One possible use case for this is to create a separate thread for handling incoming signals that can doesn't have the strict requirements of an ordinary signal handler. With such an approach you can use async-signal-unsafe functions.

static sigset_t signal_mask;

int main(int argc, char *argv[]) {
    pthread_t sig_thr_id;
    sigemptyset(&signal_mask);
    sigaddset(&signal_mask, SIGINT);
    sigaddset(&signal_mask, SIGTERM);
    // Sets the sigmask for the current thread and any threads
    // made after this point.
    pthread_sigmask(SIG_BLOCK, &signal_mask, NULL);

    // New threads will inherit the current threads sigmask.
    pthread_create(&sig_thr_id, NULL, signal_thread, NULL);

    // ... Application Code.
}

void *signal_thread(void *arg) {
    int sig_caught;

    // Use the same mask as the set of signals that we'd like to know about!
    sigwait(&signal_mask, &sig_caught);
    switch (sig_caught) {
    case SIGINT:
	// ...
	break;
    case SIGTERM:
	// ...
	break;
    default:
	fprintf(stderr, "Unexpected signal %d\n", sig_caught);
	break;
    }
}
Code Snippet 3: Demonsration of the usage of a dedicated separate thread for signal handling.

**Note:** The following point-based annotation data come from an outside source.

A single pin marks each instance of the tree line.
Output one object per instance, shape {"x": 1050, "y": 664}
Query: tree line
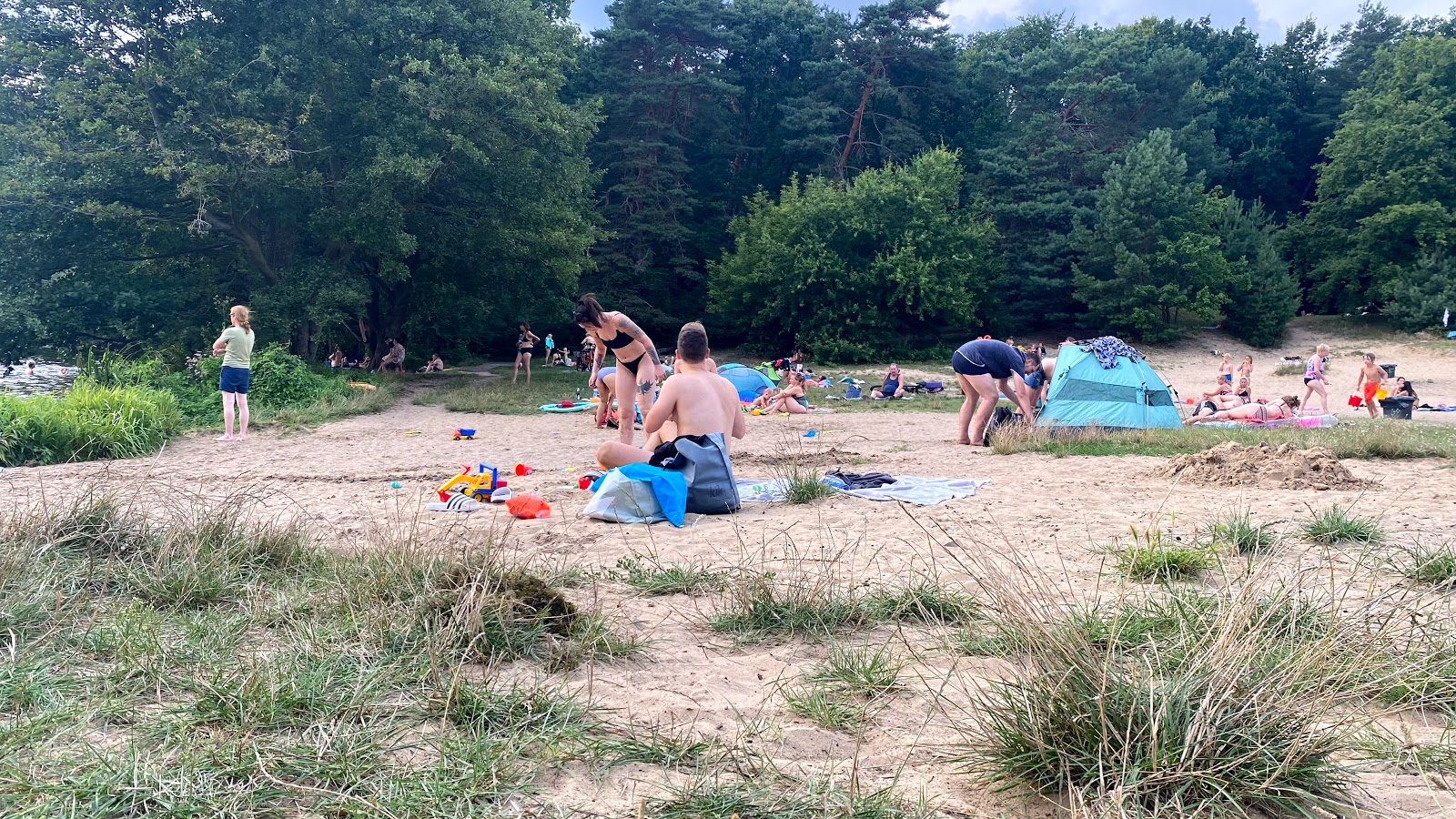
{"x": 856, "y": 184}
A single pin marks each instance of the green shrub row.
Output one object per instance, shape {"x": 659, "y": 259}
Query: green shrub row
{"x": 87, "y": 423}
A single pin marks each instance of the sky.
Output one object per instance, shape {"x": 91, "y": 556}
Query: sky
{"x": 1269, "y": 18}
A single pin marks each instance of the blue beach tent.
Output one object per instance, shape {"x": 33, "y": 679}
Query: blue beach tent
{"x": 1130, "y": 395}
{"x": 747, "y": 380}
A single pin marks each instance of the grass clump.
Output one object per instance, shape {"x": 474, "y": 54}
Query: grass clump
{"x": 1152, "y": 554}
{"x": 925, "y": 601}
{"x": 1339, "y": 525}
{"x": 1238, "y": 531}
{"x": 1433, "y": 566}
{"x": 1200, "y": 710}
{"x": 652, "y": 577}
{"x": 1350, "y": 439}
{"x": 817, "y": 799}
{"x": 86, "y": 423}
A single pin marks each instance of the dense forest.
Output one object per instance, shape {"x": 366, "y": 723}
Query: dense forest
{"x": 855, "y": 184}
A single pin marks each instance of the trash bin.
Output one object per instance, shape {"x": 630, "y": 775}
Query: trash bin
{"x": 1398, "y": 407}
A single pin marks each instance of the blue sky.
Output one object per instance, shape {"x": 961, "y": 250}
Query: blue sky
{"x": 1269, "y": 18}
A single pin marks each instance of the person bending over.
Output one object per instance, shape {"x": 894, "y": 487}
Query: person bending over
{"x": 892, "y": 388}
{"x": 606, "y": 380}
{"x": 696, "y": 401}
{"x": 986, "y": 368}
{"x": 637, "y": 358}
{"x": 1286, "y": 407}
{"x": 1369, "y": 382}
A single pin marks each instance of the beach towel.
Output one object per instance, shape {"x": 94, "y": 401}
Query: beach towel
{"x": 1107, "y": 349}
{"x": 921, "y": 491}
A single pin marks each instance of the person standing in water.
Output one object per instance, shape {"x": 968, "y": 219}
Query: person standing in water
{"x": 1315, "y": 379}
{"x": 237, "y": 349}
{"x": 1369, "y": 382}
{"x": 524, "y": 343}
{"x": 632, "y": 347}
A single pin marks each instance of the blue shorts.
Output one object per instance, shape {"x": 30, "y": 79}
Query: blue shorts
{"x": 235, "y": 379}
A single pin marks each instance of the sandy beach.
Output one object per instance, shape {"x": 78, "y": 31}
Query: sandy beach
{"x": 1052, "y": 511}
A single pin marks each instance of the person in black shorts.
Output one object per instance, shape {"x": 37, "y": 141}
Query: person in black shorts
{"x": 637, "y": 359}
{"x": 987, "y": 369}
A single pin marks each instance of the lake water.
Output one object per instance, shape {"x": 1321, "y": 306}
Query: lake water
{"x": 47, "y": 378}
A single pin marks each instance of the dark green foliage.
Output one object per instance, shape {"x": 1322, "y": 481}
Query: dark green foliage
{"x": 855, "y": 271}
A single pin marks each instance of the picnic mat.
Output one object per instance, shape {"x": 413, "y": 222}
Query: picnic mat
{"x": 921, "y": 491}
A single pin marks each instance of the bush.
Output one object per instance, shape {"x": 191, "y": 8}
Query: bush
{"x": 87, "y": 423}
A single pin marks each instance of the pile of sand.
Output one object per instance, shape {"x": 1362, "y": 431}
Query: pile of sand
{"x": 1238, "y": 465}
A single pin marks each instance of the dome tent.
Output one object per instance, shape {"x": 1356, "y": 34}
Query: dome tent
{"x": 1128, "y": 395}
{"x": 747, "y": 380}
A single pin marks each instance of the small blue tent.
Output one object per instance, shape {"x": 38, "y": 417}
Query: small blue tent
{"x": 746, "y": 379}
{"x": 1130, "y": 395}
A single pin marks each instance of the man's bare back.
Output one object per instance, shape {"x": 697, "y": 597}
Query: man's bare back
{"x": 699, "y": 402}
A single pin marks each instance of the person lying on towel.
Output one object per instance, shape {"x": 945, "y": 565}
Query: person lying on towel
{"x": 696, "y": 399}
{"x": 1261, "y": 411}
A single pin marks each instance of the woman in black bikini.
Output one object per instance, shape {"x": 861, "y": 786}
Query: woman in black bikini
{"x": 987, "y": 369}
{"x": 524, "y": 343}
{"x": 637, "y": 358}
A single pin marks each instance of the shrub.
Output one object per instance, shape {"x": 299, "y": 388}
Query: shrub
{"x": 1235, "y": 717}
{"x": 86, "y": 423}
{"x": 1337, "y": 525}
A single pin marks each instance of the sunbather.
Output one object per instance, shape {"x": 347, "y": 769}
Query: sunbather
{"x": 1218, "y": 402}
{"x": 1369, "y": 382}
{"x": 793, "y": 398}
{"x": 987, "y": 369}
{"x": 696, "y": 399}
{"x": 1286, "y": 407}
{"x": 892, "y": 388}
{"x": 1315, "y": 379}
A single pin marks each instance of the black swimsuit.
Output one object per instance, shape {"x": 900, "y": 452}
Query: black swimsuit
{"x": 622, "y": 339}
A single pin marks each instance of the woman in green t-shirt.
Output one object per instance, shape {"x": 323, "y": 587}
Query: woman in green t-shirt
{"x": 237, "y": 349}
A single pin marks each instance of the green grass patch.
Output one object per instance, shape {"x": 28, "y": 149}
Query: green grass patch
{"x": 86, "y": 423}
{"x": 495, "y": 395}
{"x": 295, "y": 675}
{"x": 1152, "y": 555}
{"x": 1177, "y": 705}
{"x": 817, "y": 799}
{"x": 1339, "y": 525}
{"x": 284, "y": 390}
{"x": 1351, "y": 439}
{"x": 1433, "y": 566}
{"x": 652, "y": 577}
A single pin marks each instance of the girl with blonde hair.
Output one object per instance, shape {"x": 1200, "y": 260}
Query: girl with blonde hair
{"x": 237, "y": 349}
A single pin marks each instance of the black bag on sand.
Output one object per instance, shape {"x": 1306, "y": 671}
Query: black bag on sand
{"x": 1002, "y": 416}
{"x": 703, "y": 464}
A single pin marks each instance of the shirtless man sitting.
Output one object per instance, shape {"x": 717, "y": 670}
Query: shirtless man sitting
{"x": 696, "y": 401}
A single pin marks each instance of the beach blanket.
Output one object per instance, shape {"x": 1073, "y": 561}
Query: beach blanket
{"x": 921, "y": 491}
{"x": 1107, "y": 349}
{"x": 1307, "y": 421}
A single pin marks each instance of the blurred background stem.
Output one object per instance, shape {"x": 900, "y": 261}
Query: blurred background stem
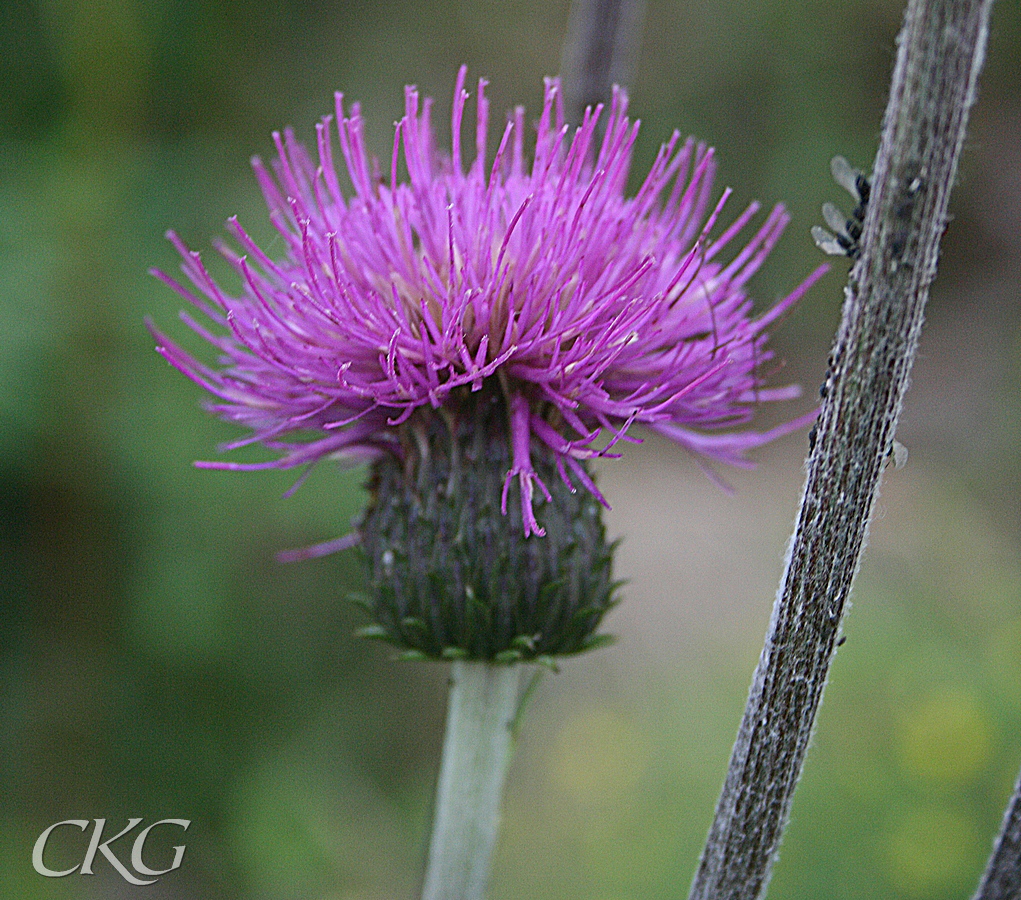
{"x": 482, "y": 707}
{"x": 599, "y": 51}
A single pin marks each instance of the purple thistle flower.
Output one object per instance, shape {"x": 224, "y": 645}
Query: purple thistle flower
{"x": 591, "y": 311}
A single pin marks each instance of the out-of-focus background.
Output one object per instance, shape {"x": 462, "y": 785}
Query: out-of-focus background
{"x": 155, "y": 661}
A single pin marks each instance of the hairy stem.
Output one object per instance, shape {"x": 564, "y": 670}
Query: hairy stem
{"x": 599, "y": 50}
{"x": 1002, "y": 880}
{"x": 481, "y": 714}
{"x": 939, "y": 54}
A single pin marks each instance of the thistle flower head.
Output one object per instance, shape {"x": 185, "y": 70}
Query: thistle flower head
{"x": 591, "y": 311}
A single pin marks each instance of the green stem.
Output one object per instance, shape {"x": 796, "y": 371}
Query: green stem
{"x": 483, "y": 705}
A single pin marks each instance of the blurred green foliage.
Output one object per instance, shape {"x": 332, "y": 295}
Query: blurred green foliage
{"x": 155, "y": 661}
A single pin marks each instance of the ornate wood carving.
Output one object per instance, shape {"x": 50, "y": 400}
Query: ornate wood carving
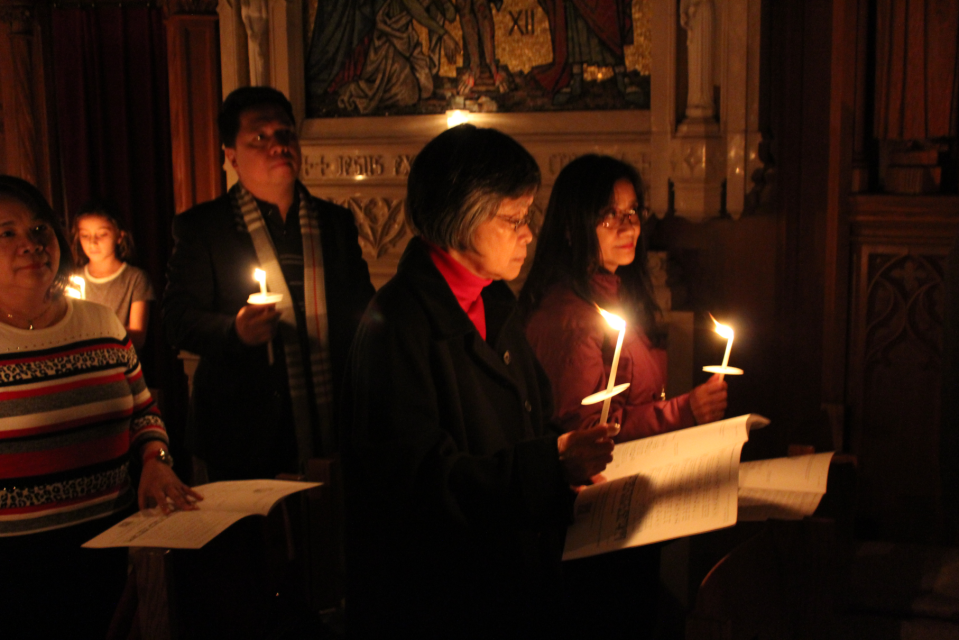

Ignoring Signal with a Signal Mask

The signal mask is the set of signals whose delivery is currently blocked for the caller. You can set a new mask or modify the existing masks with sigprocmask.

Never Use SIGKILL

Here's a friendly message from the UNIX useless awards:

No, no, no. Don’t use kill -9.

It doesn’t give the process a chance to cleanly:

  1. shut down socket connections
  2. clean up temp files
  3. inform its children that it is going away
  4. reset its terminal characteristics

and so on and so on and so on.

Generally, send 15, and wait a second or two, and if that doesn’t work, send 2, and if that doesn’t work, send 1. If that doesn’t, REMOVE THE BINARY because the program is badly behaved!

Don’t use kill -9. Don’t bring out the combine harvester just to tidy up the flower pot.